I want to know if is there any possible way to calculate Jaccard coefficient using matrix multiplication.

I used this code

    jaccard_sim <- function(x) {
    # initialize similarity matrix
    m <- matrix(NA, nrow=ncol(x),ncol=ncol(x),dimnames=list(colnames(x),colnames(x)))
    jaccard <- as.data.frame(m)

    for(i in 1:ncol(x)) {
     for(j in i:ncol(x)) {
        jaccard[i,j]= length(which(x[,i] & x[,j])) / length(which(x[,i] | x[,j]))
        jaccard[j,i]=jaccard[i,j]        
       }
     }

This is quite ok to implement in R. I have done the dice similarity one, but got stuck with Tanimoto/Jaccard. Anybody can help?

Best Answer

We know that Jaccard (computed between any two columns of binary data $\bf{X}$) is $\frac{a}{a+b+c}$, while Rogers-Tanimoto is $\frac{a+d}{a+d+2(b+c)}$, where

  • a - number of rows where both columns are 1
  • b - number of rows where this and not the other column is 1
  • c - number of rows where the other and not this column is 1
  • d - number of rows where both columns are 0

$a+b+c+d=n$, the number of rows in $\bf{X}$

Then we have:

$\bf X'X=A$ is the square symmetric matrix of $a$ between all columns.

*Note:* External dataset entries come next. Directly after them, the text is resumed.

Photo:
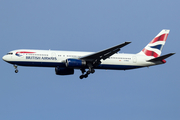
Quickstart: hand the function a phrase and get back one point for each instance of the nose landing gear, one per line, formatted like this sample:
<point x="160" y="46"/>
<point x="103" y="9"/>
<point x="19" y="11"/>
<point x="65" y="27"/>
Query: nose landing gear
<point x="16" y="70"/>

$\bf (not X)'(not X)=D$ is the square symmetric matrix of $d$ between all columns ("not X" is converting 1->0 and 0->1 in X).

So, $\frac{\bf A}{n-\bf D}$ is the square symmetric matrix of Jaccard between all columns.

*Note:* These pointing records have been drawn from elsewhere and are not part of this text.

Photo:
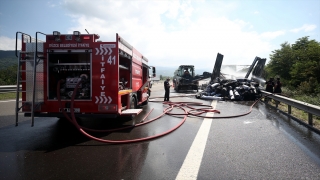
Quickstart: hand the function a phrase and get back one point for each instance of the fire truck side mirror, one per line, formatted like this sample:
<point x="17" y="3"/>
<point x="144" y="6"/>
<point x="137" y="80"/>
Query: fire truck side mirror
<point x="153" y="71"/>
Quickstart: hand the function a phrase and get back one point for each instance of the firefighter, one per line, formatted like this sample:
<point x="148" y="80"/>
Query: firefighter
<point x="167" y="89"/>
<point x="270" y="85"/>
<point x="277" y="87"/>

$\frac{\bf A+D}{\bf A+D+2(n-(A+D))}=\frac{\bf A+D}{2n-\bf A-D}$ is the square symmetric matrix of Rogers-Tanimoto between all columns.

I checked numerically if these formulas give correct result. They do.


Upd. You can also obtain matrices $\bf B$ and $\bf C$:

$\bf B= [1]'X-A$, where "[1]" denotes matrix of ones, sized as $\bf X$. $\bf B$ is the square asymmetric matrix of $b$ between all columns; its element ij is the number of rows in $\bf X$ with 0 in column i and 1 in column j.

Consequently, $\bf C=B'$.

Matrix $\bf D$ can be also computed this way, of course: $n \bf -A-B-C$.

Knowing matrices $\bf A, B, C, D$, you are able to calculate a matrix of any pairwise (dis)similarity coefficient invented for binary data.